O PROVEDOR DA SANTA CASA
 
As Santas Casas de Misericórdia são hospitais particulares que vivem de verbas públicas e da caridade social. As verbas que os governos federal, estadual e municipal destinam para esses hospitais não chegam a cobrir sessenta por cento dos custos que elas têm. O resto tem que ser levantado junto à sociedade. Por isso toda Santa Casa tem um voluntariado bastante ativo. Isso quer dizer que boa parte dos serviços prestados por uma Santa Casa são feitos por pessoas que trabalham de graça. A maioria das pessoas não sabe disso e acha que o governo está pagando tudo e são as pessoas que trabalham ali os culpados pelo mau serviço prestados pelo hospital.
Machadinho é o Provedor de uma Santa Casa. Para quem não sabe, o Provedor de uma Santa Casa, é uma pessoa da sociedade que é eleita para dirigir o hospital. Ele não é um médico, nem um administrador hospitalar, nem sequer um profissional da saúde. É um voluntário que assume o compromisso de administrar o hospital e geralmente não ganha um centavo por isso.
Machadinho é um desses senhores. Funcionário público aposentado, queria prestar serviço á comunidade. E como era uma pessoa muito respeitada na cidade onde ele vivia, foi eleito Provedor da Santa Casa. Logo de cara se viu com um baita problema. A Santa Casa que ele comanda tem apenas oito leitos e todos estão ocupados, menos um. Ele acaba de receber a informação de que três pacientes acabam de dar entrada no pronto socorro. Um é um senhorzinho de oitenta anos que está com um câncer terminal. Outro é uma gestante de alto risco que precisou ser operada de emergência e precisa de cuidados intensivos. Outro é um jovem de família abastada que tomou todas numa festa, bateu o seu carro esporte em uma árvore e se arrebentou todo. Foi operado de emergência e morrerá se não receber cuidados intensivos.
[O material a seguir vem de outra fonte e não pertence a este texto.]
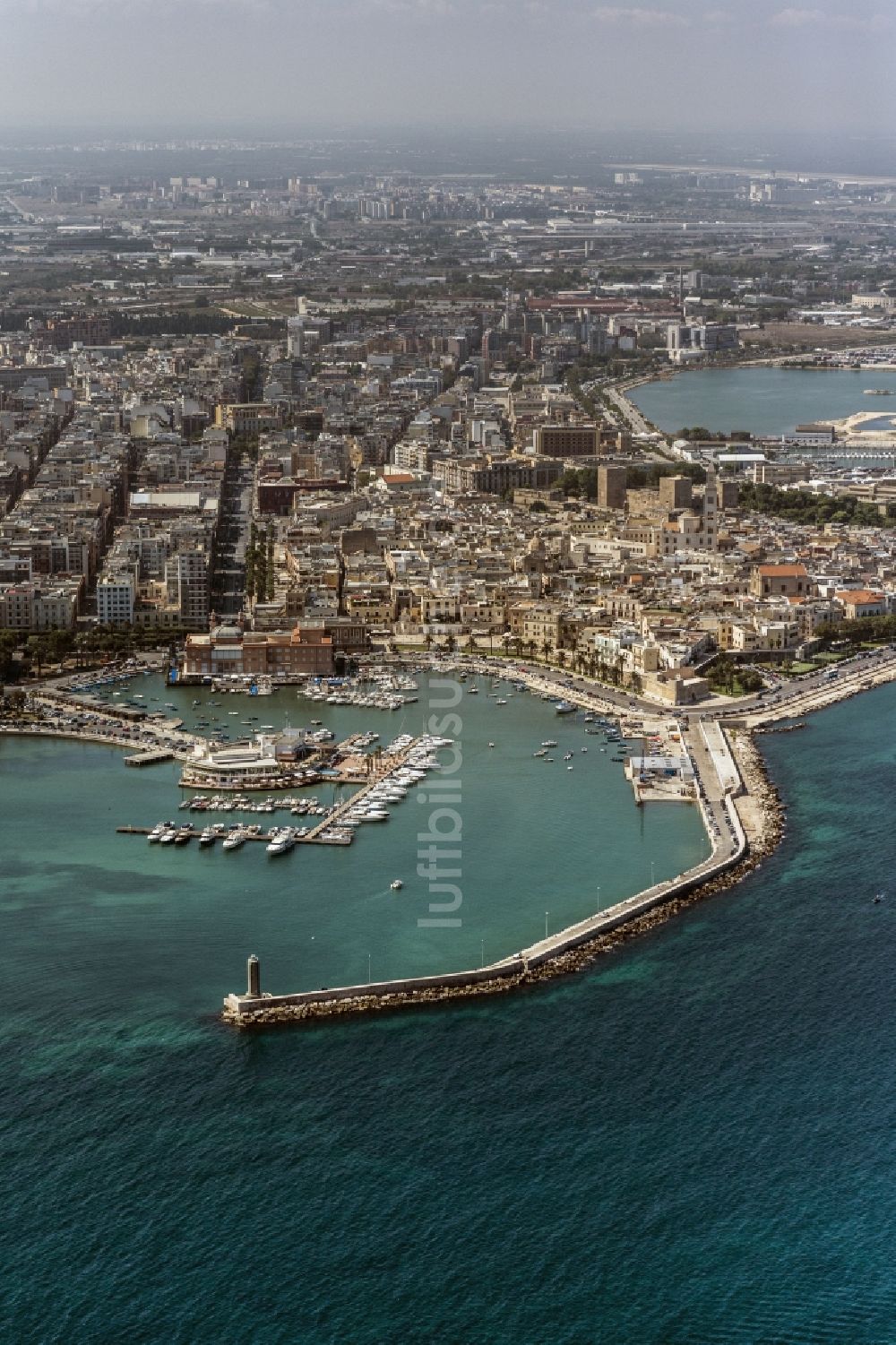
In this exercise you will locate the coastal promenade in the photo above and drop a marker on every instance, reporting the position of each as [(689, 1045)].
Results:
[(718, 781), (742, 814)]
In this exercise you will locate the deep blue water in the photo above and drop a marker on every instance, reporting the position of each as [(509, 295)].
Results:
[(694, 1142)]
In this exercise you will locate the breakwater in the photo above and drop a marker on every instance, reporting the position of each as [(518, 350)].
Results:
[(568, 951)]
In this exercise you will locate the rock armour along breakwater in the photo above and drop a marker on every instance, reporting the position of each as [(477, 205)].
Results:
[(763, 827)]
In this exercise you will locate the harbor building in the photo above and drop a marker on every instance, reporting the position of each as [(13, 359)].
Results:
[(289, 655)]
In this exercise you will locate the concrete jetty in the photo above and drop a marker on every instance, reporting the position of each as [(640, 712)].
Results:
[(732, 854)]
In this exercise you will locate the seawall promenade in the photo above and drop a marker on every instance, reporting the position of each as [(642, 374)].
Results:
[(734, 854)]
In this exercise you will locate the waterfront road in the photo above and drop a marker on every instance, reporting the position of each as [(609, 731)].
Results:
[(791, 697)]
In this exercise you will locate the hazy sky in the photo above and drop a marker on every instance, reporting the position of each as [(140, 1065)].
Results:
[(659, 64)]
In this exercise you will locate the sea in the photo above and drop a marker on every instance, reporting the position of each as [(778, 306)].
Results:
[(691, 1142), (763, 401)]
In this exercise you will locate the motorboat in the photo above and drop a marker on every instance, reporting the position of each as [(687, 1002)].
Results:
[(281, 841)]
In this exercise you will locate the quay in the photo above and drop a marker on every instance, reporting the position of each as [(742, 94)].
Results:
[(737, 843), (150, 757)]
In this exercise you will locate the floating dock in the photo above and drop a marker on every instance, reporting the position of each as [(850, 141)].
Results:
[(150, 757)]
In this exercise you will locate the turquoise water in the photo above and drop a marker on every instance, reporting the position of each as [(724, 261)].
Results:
[(763, 401), (534, 838), (691, 1143)]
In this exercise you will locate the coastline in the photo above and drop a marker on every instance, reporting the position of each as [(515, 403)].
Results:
[(763, 829), (753, 805)]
       Machadinho sabe que só pode atender um dos três. Não tem como improvisar leito na UTI. Isso é impossível em um hospital, embora muitas vezes alguns políticos pensem que é fácil e fiquem pressionando a direção para que atenda um dos seus eleitores. E quando isso não acontece eles viram inimigos do Provedor e fazem tudo para difamá-lo. Isso é o que acontece todo dia em todos os hospitais públicos, mas o povo não sabe disso e pensa que são os médicos, os enfermeiros e os diretores que são os culpados pelo descalabro que existe em nossos hospitais públicos.
       Machadinho terá que escolher. Ele sabe que os dois que forem preteridos certamente morrerão, pois eles terão que ser removidos para outros hospitais e vaga de UTI no sistema SUS é tão difícil de achar quanto um político que cumpra suas promessas depois de eleito. Provavelmente eles só sairão dali como fantasmas que ficarão vagando pelos corredores do hospital até que um anjo consiga convencê-los que eles estão mortos e já não mais pertencem a este mundo.
       A quem Machadinho contemplará? Quem ele escolherá para viver? Quem ele escolherá para morrer? Quem você escolheria?

      Ah! Se voce estivesse no lugar do Machadinho, tem uma coisa que precisa saber antes de escolher. Seja quem for que você escolha, as famílias dos dois que morrerão vão processá-lo por omissão de socorro. Você será acusado de assassino. Pelas famílias dos defuntos e pelo Ministério Público. O Machadinho nem se importa mais com isso. Ele já sabe que não será o primeiro nem o último processo que terá que responder por causa disso. Mas você, que talvez nunca tenha passado por isso, terá que conviver a vida inteira com essa mancha que sabão nenhum conseguirá lavar. As pessoas que acham que as histórias de terror são mera fantasia nunca trabalharam em um hospital público. Aliás, não há melhor lugar para vivê-las de verdade. Para quem não entendeu porque escrevi esse conto, informo que eu sou Provedor de uma Santa Casa de Misericórdia. Por isso sei do que estou falando. Enquanto escrevo este texto, sei que quando eu passar pelo corredor do hospital, esta noite, vou encontrar dois espíritos me esperando para perguntar porque eles foram os escolhidos para morrer. Espero poder convencê-los de que eu não fui o culpado pelo fato de eles terem morrido numa maca no corredor por que eu não tinha leitos na UTI para alojá-los.